Flanking is another tactic to learn and put into one's arsenal, though it's most useful with fast moving melee units or burrowed zerg. Take a large group of zerglings facing off against a group of marines that they've caught out in the open. All is well, right? The zerglings manage to surround the marines and start going to work, but it takes them time to get into position, and by then the marines are already firing away. A well timed stim, and the zerglings lose the engagement, leaving a few marines to wipe zerg parts off of their armor and gloat. On the other hand, split the very same group of zerglings into three, get a faster surround on the marines -- and even with stim used at the same time, the zerglings come out on top, making mincemeat out of the marines.
Things get fancier when individual unit micro starts coming into play. For example, two opposing forces of protoss stalkers, evenly matched, face each other in battle. If every unit is attacking, one side or the other may come out just slightly ahead. If one group of stalkers is carefully microed -- blinking damaged units to the back of the line and focusing fire on one foe at a time, one group can eliminate the other without taking any casualties at all!
Needless to say, developing unit micromanagement skills is vital to becoming a better StarCraft II player, but there are times when investing too much micromanagement might win you a battle, but cause you to lose the war. As always, tunnel vision is the enemy. While you were busy microing your units to victory against a small enemy force, your opponent might be mopping up the last of your workers halfway across the map. It's important to gauge when and how much to invest in microing your units. Sometimes the right way to go is to attack move your army at a target, then get busy building your economy and more units.
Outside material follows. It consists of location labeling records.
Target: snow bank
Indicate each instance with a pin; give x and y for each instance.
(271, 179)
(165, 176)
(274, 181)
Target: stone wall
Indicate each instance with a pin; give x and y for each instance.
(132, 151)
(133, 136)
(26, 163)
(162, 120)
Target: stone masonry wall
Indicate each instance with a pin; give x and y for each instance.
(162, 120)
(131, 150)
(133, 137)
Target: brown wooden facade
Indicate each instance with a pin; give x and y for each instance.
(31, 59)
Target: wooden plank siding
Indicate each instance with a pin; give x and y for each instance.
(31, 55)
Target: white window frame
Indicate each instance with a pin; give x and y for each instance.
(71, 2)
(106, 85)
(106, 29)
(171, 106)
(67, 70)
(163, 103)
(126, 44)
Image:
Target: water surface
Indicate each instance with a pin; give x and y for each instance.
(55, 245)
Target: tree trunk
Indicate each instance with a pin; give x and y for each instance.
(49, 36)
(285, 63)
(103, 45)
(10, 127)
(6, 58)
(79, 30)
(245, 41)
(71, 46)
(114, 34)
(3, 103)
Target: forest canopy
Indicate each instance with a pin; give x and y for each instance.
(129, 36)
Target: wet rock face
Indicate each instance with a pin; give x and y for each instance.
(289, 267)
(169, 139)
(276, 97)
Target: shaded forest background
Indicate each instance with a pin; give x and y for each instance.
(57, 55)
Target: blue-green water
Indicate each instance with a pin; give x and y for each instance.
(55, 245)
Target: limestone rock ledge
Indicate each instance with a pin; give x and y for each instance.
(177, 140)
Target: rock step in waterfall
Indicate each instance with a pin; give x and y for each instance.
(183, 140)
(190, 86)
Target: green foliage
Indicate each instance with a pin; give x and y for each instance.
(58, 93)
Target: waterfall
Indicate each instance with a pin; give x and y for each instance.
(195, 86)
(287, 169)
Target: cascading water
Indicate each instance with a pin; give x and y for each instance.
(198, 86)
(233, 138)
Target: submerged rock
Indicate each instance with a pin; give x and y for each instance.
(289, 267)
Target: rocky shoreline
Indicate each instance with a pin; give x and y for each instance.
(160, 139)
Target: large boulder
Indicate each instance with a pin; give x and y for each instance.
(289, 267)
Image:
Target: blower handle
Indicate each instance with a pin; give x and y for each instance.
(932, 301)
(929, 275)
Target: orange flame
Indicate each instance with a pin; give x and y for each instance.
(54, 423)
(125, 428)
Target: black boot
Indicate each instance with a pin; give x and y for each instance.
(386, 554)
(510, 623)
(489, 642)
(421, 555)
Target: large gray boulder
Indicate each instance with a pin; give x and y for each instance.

Finally, getting to know counters is important. There are hard counters (units which have massive advantages against others) and soft counters (units which situationally or in sufficient numbers might counter another) in StarCraft II. Once you know what the enemy has, it's usually a good idea to build the right units to counter what they've got, right? That's almost always the case, but there are exceptions. First, there are a few 'true' hard counters. There's not much that a marauder can do against a void ray attacking from the air, for example. Not all counters are absolute, nor are they supposed to be. Some counters can be broken by good micro. A group of marines is normally a hard counter to a couple of banshees, but a skilled player can take advantage of the banshees' superior range and mobility to stay just out of range as the marines advance, and 'kite' them to death. The same is true of other counters, so making do with what you have and learning how to use micro and terrain can turn a losing situation around."